Kami memahami bahwa kebijakan FLPP keluar dari Kemenpera, sementara masalah pajak ada di bawah kewenangan Kementerian Keuangan (Kemenkeu). Namun, rakyat melihat bahwa pemerintah adalah satu atap. Dengan kondisi ini, rakyat akan menilai bahwa kebijakan pemerintah setengah hati dan tidak ada koordinasi lintas sektoral.

Alangkah baiknya, jika persoalan pajak ini ditinjau ulang. Perlu 'revolusi' kebijakan agar masyarakat dan pelaku usaha (pengembang) dapat benar-benar merasakan manfaat dari kebijakan pemerintah secara optimal.

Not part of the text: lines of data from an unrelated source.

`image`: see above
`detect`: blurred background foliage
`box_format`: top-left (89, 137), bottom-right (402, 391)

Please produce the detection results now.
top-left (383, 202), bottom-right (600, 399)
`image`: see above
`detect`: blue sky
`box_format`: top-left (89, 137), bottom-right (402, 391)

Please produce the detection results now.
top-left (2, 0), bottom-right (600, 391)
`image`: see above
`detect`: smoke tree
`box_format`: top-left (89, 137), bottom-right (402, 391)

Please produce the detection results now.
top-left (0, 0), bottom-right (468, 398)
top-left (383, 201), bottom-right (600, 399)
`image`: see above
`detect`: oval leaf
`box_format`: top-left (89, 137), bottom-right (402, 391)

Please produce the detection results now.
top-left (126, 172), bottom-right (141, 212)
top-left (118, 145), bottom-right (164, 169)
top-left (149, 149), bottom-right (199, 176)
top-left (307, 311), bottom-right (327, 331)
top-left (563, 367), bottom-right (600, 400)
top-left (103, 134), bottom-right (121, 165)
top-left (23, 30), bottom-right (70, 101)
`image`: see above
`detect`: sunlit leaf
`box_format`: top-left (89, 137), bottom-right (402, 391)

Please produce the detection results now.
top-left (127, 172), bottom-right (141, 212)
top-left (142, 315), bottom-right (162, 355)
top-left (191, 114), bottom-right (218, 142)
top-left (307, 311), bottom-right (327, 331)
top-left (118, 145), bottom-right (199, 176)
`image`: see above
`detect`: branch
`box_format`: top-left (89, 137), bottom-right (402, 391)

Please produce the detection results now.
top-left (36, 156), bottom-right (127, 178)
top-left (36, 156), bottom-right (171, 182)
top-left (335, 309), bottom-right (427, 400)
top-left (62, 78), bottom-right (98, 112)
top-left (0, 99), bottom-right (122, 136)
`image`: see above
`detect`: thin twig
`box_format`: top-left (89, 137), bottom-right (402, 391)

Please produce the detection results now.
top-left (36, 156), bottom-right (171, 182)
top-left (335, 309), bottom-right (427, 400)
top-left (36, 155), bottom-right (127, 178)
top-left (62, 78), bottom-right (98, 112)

Pada program FLPP ini, PT Bank Tabungan Negara (BTN) Tbk mengambil peran yang cukup besar. Selama ini, BTN memang bermain di kredit pemilikan rumah dengan menguasai market share sebanyak 95 persen untuk rumah bersubsidi. Jadi, secara tidak langsung bisa dikatakan bahwa kinerja FLPP ini juga bergantung pada BTN. Bank lain mungkin tidak sesiap BTN. Kalaupun siap, mungkin hanya untuk pasar di wilayah tertentu.

Kami melihat bahwa BTN di bawah manajemen saat ini sangat baik dan profesional, terutama setelah mereka go public karena memang tuntutan pasar seperti itu. Mereka cukup siap dengan berbagai program yang dibuat pemerintah.